ANALYSES

L’association transfrontalière européenne, un outil pour renforcer la liberté d’association ?

Tribune
19 février 2024


Les élections européennes arrivent à grands pas. Ces élections sont l’occasion de renforcer les droits fondamentaux des citoyennes et des citoyens en Europe.

La Charte des droits fondamentaux de l’Union européenne, proclamée en décembre 2000, souligne que « toute personne a droit à la liberté de réunion pacifique et à la liberté d’association à tous les niveaux […] ». Une initiative prise en septembre 2023 par la Commission européenne, inspirée par une résolution du Parlement européen de février 2022, s’inscrit dans cette perspective. Il s’agit de la proposition faite aux États membres de légaliser une nouvelle forme d’association : l’« association transfrontalière européenne » (ATE). L’objectif est de favoriser l’activité des associations à but non lucratif qui se déploient dans plus d’un État membre.

Des initiatives similaires ont déjà été prises au cours des 30 dernières années, mais sont globalement restées lettre morte. Aujourd’hui, de nombreux acteurs associatifs semblent y croire et apprécier la démarche. 10 % des 3,8 millions d’associations recensées en Europe pourraient en effet voir leurs démarches juridiques et administratives facilitées, car « une fois établie dans un État membre, une ATE sera automatiquement reconnue et autorisée à exercer des activités dans tous les États membres ».

Cela étant, certains acteurs du monde de l’économie sociale et solidaire, très attachés aux notions françaises d’intérêt général, de désintéressement et de non-lucrativité se veulent vigilants, car le communiqué de la Commission européenne vise également les « activités économiques, ce qui permettra aux associations à but non lucratif de libérer tout leur potentiel sociétal et économique dans l’Union européenne. ». Aujourd’hui, en France, si un organisme non lucratif peut effectivement réaliser des opérations à caractère commercial, notamment lorsque ces dernières sont utiles à son activité non lucrative, il ne peut le faire que dans des limites très strictes : l’activité non lucrative doit être « significativement prépondérante ». Libérer le potentiel économique signifiera-t-il entrer en concurrence effrénée, et écorner l’intérêt général, ou octroyer de nouvelles marges financières aux organisations non gouvernementales (ONG) soucieuses de leur indépendance au regard notamment des fonds publics ?

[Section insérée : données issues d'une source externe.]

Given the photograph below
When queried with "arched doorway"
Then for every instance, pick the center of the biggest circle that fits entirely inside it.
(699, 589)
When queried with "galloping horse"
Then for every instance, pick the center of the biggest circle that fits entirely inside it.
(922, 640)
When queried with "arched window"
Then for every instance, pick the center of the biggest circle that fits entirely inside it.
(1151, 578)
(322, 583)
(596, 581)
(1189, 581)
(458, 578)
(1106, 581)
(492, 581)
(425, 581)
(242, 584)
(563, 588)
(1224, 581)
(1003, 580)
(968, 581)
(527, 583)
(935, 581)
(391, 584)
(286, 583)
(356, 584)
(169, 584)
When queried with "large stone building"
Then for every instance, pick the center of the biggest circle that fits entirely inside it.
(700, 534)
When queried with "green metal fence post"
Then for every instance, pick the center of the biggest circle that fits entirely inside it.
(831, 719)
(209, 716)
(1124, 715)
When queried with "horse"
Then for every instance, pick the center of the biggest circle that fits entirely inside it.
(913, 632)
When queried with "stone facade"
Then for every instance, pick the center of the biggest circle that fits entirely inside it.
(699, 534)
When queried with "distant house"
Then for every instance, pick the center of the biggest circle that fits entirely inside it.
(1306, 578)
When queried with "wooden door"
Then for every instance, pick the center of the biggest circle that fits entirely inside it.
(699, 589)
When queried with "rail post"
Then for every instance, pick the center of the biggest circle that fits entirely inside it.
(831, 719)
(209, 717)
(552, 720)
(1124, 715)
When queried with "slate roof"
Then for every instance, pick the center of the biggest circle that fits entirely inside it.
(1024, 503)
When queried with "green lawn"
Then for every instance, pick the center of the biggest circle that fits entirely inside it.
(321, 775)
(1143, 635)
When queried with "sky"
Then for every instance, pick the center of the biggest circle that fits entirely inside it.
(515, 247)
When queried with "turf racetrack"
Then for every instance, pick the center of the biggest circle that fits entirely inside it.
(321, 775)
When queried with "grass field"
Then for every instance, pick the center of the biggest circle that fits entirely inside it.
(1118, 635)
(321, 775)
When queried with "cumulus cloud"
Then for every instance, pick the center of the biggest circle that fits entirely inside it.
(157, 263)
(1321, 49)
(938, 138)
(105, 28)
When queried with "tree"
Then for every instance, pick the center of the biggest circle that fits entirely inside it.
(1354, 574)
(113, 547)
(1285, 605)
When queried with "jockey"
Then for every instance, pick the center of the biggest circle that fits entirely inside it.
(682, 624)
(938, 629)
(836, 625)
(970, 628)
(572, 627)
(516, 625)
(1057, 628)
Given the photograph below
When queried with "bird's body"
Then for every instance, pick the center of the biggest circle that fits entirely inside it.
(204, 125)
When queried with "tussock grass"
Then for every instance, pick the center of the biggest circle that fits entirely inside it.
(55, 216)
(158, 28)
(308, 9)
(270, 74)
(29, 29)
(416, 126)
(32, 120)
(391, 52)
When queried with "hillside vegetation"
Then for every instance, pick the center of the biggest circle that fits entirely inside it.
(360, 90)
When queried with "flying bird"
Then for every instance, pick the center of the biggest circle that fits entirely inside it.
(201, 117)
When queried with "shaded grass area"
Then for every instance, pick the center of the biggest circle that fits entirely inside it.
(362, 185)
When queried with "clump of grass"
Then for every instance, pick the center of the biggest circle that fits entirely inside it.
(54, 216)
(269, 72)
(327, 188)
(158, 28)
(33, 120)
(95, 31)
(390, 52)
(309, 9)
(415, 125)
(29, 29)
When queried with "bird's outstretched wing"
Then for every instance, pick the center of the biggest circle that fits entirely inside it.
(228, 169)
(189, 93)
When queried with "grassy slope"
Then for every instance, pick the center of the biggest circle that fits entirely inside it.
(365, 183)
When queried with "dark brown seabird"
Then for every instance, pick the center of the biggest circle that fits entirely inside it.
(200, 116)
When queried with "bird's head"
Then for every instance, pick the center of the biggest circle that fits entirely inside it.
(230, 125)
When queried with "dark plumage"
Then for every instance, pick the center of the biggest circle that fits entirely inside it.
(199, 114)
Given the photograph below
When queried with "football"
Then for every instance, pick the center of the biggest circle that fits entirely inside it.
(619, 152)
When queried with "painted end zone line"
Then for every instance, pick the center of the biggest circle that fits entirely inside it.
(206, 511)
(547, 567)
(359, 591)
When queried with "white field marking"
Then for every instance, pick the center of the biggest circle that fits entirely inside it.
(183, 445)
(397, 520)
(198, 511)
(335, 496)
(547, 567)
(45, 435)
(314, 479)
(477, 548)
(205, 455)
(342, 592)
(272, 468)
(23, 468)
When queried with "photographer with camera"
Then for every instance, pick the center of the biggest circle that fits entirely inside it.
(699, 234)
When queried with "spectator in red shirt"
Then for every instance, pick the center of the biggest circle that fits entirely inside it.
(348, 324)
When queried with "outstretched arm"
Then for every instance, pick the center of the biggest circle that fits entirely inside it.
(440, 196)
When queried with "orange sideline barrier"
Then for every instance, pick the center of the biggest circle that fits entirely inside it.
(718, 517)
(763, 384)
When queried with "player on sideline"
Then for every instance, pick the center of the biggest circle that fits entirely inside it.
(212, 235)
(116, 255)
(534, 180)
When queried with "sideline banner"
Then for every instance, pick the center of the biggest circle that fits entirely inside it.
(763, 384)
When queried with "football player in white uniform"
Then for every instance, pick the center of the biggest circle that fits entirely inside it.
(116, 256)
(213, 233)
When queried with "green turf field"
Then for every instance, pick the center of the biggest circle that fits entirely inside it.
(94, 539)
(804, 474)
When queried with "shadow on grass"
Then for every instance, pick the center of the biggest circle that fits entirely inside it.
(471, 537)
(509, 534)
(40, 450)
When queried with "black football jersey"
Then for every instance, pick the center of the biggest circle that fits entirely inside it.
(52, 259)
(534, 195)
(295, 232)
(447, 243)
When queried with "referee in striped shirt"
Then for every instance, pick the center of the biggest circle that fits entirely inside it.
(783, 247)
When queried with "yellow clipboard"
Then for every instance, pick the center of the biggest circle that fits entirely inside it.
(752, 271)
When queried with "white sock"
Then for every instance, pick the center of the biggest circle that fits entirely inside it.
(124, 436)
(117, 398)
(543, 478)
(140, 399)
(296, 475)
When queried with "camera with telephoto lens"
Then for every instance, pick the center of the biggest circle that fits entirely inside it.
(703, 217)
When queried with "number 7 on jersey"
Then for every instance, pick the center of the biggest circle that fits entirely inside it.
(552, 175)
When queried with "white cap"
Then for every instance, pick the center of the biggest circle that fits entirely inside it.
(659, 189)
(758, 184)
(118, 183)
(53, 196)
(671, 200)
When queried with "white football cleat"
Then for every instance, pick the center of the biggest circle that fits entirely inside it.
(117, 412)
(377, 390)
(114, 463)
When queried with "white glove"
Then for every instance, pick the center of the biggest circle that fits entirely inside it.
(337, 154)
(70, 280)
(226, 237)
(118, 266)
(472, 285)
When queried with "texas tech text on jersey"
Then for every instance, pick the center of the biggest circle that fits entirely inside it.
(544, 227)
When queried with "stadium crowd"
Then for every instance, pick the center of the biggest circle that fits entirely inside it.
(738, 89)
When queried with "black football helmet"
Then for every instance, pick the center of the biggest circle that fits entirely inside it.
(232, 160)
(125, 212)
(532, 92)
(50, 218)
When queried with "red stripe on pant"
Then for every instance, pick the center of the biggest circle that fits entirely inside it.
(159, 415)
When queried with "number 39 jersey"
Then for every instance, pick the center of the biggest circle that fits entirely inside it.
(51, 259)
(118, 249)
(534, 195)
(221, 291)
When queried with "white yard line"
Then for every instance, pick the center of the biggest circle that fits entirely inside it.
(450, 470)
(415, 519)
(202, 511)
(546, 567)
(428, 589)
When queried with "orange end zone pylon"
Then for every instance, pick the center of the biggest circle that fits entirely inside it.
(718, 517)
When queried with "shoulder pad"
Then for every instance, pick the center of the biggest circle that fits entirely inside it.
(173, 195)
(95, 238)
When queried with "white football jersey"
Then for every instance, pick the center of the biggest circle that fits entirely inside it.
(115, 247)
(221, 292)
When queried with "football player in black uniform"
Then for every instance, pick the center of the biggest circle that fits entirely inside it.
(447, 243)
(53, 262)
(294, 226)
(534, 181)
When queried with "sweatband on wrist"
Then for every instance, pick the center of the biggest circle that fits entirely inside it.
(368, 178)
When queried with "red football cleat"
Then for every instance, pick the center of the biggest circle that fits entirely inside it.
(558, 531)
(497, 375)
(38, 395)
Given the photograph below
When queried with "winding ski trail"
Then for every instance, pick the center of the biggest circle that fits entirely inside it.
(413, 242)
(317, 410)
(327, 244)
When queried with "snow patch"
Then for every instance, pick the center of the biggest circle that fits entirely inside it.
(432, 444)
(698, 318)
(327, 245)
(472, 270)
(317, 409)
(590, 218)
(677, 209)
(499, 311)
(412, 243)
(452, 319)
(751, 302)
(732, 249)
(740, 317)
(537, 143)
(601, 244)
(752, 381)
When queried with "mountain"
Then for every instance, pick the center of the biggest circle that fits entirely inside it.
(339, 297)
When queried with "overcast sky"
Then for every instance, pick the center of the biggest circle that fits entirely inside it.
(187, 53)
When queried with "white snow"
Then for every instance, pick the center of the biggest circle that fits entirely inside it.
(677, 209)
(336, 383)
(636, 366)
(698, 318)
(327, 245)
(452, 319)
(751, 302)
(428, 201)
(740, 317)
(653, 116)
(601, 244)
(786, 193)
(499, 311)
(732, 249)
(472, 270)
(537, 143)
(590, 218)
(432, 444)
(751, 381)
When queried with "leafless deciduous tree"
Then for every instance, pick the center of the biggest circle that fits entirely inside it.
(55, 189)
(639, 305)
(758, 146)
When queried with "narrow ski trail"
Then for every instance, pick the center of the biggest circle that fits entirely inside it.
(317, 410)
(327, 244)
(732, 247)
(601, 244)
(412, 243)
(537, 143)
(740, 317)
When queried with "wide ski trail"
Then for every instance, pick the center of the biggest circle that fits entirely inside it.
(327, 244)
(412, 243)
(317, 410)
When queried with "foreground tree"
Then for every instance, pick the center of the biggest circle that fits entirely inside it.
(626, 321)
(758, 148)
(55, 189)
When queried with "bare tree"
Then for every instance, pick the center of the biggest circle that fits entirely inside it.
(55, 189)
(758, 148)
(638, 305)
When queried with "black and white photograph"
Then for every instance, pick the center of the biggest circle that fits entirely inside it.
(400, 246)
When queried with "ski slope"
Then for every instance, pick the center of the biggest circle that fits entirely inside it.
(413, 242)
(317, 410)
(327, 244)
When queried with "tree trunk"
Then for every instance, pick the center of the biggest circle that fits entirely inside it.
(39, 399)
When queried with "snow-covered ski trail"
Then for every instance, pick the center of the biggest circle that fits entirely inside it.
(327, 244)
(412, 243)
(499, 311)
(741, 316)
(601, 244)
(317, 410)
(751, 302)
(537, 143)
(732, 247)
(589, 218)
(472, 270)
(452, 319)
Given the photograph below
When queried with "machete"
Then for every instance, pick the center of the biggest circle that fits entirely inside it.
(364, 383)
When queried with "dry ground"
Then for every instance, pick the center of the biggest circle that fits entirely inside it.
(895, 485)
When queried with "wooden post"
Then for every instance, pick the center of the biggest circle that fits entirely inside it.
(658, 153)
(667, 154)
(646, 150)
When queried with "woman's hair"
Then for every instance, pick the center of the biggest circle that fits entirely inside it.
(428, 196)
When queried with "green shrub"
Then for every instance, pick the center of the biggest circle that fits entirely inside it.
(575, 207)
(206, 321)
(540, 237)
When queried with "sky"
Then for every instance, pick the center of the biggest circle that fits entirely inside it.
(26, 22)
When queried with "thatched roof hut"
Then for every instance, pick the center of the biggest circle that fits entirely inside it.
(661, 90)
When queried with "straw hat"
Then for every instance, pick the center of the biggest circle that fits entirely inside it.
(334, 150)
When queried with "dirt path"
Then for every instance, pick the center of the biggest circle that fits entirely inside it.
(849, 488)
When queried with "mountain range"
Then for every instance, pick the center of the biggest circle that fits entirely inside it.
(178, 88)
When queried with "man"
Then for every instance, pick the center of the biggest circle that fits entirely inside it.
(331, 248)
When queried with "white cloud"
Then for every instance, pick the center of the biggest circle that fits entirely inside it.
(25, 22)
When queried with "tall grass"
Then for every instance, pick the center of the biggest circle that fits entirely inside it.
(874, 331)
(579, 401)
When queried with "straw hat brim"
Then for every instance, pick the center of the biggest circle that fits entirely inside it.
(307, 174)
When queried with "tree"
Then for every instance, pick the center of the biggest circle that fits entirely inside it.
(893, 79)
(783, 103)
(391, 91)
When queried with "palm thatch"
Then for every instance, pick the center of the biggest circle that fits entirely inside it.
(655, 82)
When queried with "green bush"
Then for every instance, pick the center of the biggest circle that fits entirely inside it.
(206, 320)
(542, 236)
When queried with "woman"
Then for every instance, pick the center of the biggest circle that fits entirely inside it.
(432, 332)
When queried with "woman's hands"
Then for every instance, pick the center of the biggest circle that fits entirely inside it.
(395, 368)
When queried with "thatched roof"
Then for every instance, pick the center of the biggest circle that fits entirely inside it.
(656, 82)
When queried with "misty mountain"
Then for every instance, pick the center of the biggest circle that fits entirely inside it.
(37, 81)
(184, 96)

Le Haut Conseil à la Vie associative (HCVA), après avoir rappelé que les activités des organismes à but non lucratif favorisent « la participation des citoyens au processus démocratique, renforcent la transparence au niveau de l’Union et des États membres, et stimulent le débat public ainsi que le pluralisme au sein de la société », a, pour sa part, « salué cette décision », tout en regrettant que « le rôle du bénévolat n’ait pas été expressément pris en compte comme facteur de consolidation de la société civile ». Rappelons que, selon France générosités, en 2023, 23 % des Français étaient bénévoles. Constructif, le HCVA a émis une série de suggestions pour compléter « la panoplie d’outils réglementaires qui permettent l’exercice de la liberté d’association partout en Europe ».

Le chemin est encore long. La proposition de directive de la Commission européenne devra prospérer devant le Parlement européen, ainsi qu’au Conseil européen, avant que les États membres ne s’en emparent pour la transposer en droit interne, sous l’œil attentif de Bercy.